A brief history of crypto in Iran
Iran was one of the earliest countries to embrace cryptocurrencies, with its government planning infrastructure for using Bitcoin in the country since 2017. The country approved using cryptocurrencies for funding imports from October 2020 onwards.
In June 2021, Iran’s Ministry of Industries, Mining, and trade issued crypto mining operation licenses to 30 mining centers. Operating licenses are required to start a crypto mining business legally and operate under rules approved by the Iranian government.
Before offering operation licenses that year, Iran once had a stricter stance on crypto – having implemented a three-month blanket ban on Bitcoin mining for the nation’s power grid to recover from operational stress.
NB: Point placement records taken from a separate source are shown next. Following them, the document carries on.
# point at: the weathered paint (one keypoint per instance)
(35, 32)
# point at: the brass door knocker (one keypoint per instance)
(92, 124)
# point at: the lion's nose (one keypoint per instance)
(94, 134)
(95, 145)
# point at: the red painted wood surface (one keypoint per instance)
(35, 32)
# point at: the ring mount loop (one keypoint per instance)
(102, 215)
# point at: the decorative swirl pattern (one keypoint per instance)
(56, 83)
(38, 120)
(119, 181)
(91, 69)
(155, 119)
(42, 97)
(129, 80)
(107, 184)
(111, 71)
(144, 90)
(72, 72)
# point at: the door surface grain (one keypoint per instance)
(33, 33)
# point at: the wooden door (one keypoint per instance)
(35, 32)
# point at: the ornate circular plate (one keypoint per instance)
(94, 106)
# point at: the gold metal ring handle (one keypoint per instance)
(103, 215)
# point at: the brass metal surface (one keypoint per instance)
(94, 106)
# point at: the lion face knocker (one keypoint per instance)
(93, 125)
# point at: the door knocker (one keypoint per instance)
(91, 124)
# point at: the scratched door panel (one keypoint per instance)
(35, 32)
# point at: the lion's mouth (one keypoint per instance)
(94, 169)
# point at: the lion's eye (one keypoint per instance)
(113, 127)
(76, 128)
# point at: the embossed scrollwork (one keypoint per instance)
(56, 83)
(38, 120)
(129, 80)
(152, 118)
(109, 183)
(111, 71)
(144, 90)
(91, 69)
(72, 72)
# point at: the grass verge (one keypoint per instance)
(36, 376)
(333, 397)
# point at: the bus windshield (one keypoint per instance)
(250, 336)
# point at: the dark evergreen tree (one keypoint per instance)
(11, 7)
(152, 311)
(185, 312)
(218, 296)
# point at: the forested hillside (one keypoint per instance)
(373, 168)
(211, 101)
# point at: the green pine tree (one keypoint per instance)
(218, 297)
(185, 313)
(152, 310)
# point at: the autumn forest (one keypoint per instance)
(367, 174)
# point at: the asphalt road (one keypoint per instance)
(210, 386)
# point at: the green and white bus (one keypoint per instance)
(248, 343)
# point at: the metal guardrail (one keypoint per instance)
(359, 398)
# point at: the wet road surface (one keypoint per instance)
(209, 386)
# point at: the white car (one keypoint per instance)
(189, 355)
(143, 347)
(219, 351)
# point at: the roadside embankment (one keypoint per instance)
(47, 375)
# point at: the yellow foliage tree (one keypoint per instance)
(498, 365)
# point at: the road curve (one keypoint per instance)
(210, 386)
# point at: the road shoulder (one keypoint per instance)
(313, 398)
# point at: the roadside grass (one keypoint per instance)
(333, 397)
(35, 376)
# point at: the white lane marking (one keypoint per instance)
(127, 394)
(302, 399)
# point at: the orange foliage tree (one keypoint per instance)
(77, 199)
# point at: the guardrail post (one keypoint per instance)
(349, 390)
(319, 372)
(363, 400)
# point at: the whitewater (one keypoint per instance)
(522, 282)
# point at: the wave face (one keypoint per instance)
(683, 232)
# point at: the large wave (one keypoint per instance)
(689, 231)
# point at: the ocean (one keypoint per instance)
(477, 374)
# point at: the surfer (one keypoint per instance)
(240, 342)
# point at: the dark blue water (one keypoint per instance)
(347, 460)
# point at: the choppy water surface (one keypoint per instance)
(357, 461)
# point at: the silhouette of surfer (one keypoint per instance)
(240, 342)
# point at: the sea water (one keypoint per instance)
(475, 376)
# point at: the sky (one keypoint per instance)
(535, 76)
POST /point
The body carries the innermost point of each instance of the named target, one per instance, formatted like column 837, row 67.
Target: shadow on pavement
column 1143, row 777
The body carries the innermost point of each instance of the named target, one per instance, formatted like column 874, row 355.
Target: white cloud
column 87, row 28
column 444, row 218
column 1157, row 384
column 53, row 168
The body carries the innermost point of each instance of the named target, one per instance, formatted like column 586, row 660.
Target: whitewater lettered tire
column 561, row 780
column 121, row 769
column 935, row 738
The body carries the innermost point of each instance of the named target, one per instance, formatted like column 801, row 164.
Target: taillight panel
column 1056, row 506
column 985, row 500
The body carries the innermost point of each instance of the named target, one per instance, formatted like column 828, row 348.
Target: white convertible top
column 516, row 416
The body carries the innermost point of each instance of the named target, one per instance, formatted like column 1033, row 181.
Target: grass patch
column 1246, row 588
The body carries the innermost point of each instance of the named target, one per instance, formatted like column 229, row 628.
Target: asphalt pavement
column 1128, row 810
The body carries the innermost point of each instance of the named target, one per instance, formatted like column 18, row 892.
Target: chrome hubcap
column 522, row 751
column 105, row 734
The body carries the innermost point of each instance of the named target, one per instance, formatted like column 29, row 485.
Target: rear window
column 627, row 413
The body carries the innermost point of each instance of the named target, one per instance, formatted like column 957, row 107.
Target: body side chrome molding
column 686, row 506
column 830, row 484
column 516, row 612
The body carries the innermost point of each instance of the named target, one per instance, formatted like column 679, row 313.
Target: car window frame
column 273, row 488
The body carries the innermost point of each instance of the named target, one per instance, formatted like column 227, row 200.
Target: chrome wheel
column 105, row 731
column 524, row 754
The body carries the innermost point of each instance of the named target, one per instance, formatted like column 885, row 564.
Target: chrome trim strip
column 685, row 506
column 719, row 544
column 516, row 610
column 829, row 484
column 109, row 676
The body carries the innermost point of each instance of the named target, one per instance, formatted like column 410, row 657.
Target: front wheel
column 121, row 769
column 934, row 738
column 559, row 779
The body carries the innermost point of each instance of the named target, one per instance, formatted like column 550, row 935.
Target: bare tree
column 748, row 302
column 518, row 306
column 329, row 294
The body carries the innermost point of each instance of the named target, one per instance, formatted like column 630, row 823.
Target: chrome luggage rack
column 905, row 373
Shortly after that, the Iranians saw opportunities to utilize crypto’s popularity to boost their financial infrastructure.
Iran has received multiple international trade sanctions due to its nuclear policy, cutting the country from involvement in the global economy and banking system.
To bypass sanctions for imports, Iran has shifted its attention to decentralized methods to conduct trade, including using public blockchains like Bitcoin and Ethereum. As central authorities or governments do not control these blockchains, Iran has decided to seize the opportunity to boost its economy through international imports and exports.
Earlier this year, it was reported that Iran was exploring options in developing a central bank digital currency (CBDC), but further details have yet to be made public. At the time of writing, 11 countries have successfully launched their own CBDCs.